Mauriac, dans les Mémoire intérieurs, évoque Saint-Simon et les erreurs par lui repérées, dans le règne de Louis XIV, en matière de politique religieuse, en particulier la Révocation de l'Edit de Nantes et la condamnation des Jansénistes. C'est que le grand roi voyait la religion comme un ciment social, qu'il était obsédé par le pouvoir, ignare en matière de foi chrétienne et mal conseillé en ce domaine. Mauriac : "Le pouvoir du confesseur sur un roi dévot et maître absolu de son royaume, nous voyons quel usage en a été fait et ce qu'il en a coûté à la religion et à la patrie. Louis XIV est mort tranquille : il s'est cru un défenseur de la foi, comme l'en assuraient le Père Tellier et Mme de Maintenon. Il est mort plus que tranquille au sujet de Port-Royal et de la Révocation. Il ne doutait pas que ce ne fussent ses meilleurs titres devant Dieu et qu'il rachetait, par des abjurations forcées et par des tombes violées, le scandale de ses adultères et de ses guerres, et le Palatinat nettoyé selon des méthodes dont la recette n'est pas perdue. Le vrai christianisme est bien innocent de ces impostures. Voilà ce que les hommes ont fait de la vérité dont ils ont reçu le dépôt et ce qu'ils continuent d'en faire par d'autres voies. Mais la vérité demeure, et Port-Royal dont il ne reste pas pierre sur pierre crie à jamais contre Versailles." (F. MAURIAC, Mémoires intérieurs, op. cit., pp. 498-9)
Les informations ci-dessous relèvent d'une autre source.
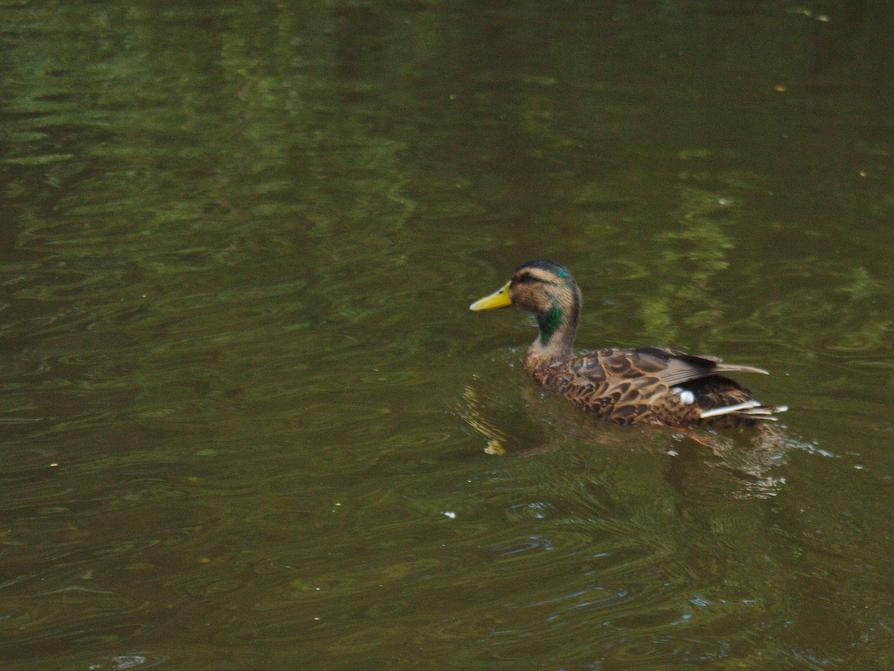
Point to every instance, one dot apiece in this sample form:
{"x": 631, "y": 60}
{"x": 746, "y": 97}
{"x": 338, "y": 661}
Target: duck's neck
{"x": 558, "y": 326}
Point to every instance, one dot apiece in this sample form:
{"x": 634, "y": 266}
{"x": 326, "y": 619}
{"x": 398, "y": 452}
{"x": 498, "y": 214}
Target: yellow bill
{"x": 498, "y": 299}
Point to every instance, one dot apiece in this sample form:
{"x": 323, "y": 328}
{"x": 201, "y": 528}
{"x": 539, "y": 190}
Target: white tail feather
{"x": 752, "y": 409}
{"x": 714, "y": 412}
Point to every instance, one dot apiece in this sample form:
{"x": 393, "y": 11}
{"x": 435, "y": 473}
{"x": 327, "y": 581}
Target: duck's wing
{"x": 670, "y": 366}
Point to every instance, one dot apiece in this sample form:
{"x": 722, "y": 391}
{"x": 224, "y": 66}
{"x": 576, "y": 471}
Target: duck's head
{"x": 548, "y": 290}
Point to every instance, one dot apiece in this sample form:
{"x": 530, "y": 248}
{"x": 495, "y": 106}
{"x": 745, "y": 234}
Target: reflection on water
{"x": 241, "y": 391}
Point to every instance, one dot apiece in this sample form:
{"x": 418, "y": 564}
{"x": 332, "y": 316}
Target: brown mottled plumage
{"x": 651, "y": 385}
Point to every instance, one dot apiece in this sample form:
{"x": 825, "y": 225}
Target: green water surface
{"x": 247, "y": 421}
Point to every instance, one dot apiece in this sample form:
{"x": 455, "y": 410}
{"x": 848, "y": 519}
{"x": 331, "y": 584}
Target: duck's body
{"x": 638, "y": 385}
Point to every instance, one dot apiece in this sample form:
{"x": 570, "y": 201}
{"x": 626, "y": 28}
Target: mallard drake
{"x": 645, "y": 385}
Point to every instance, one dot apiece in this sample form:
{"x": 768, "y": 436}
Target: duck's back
{"x": 652, "y": 385}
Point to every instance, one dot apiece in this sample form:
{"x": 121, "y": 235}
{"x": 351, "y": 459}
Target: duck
{"x": 624, "y": 385}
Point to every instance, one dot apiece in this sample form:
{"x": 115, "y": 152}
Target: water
{"x": 246, "y": 414}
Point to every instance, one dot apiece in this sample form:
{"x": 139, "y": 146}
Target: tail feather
{"x": 750, "y": 409}
{"x": 736, "y": 368}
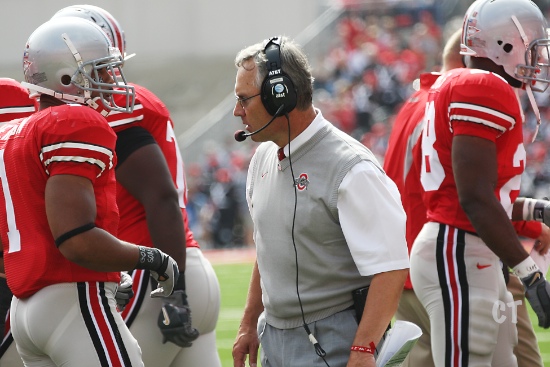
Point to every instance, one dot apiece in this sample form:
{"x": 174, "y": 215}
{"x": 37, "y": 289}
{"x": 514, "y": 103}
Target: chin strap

A toutes les époques, à la nôtre aussi, la tentation est grande d'utiliser la religion à des fins politiques, ou l'inverse, de confondre Royaume de Dieu et Royaume de la terre, en oubliant que le second jamais n'épuisera le premier. Le christianisme n'est pas une machine à fabriquer de l'ordre social, même s'il entend féconder profondément, par la semence du message évangélique, toute société et toute culture en lesquelles ils se propose comme une vie de conversion. Mais lorsqu'on oublie, volontairement ou non, cet écart, l'intolérance n'est jamais loin. La sécularité du monde, que la foi judéo-chrétienne porte au coeur de sa doctrine même, est la meilleure garantie pour se prémunir de ces excès - ils sont, hélas, toujours à nos portes!
Si nous n'apprenons pas à concilier cette sécularité et l'annonce de l'Evangile, nous serons des doctrinaires de la pire espèce, des idéologues et, rapidement, des salauds.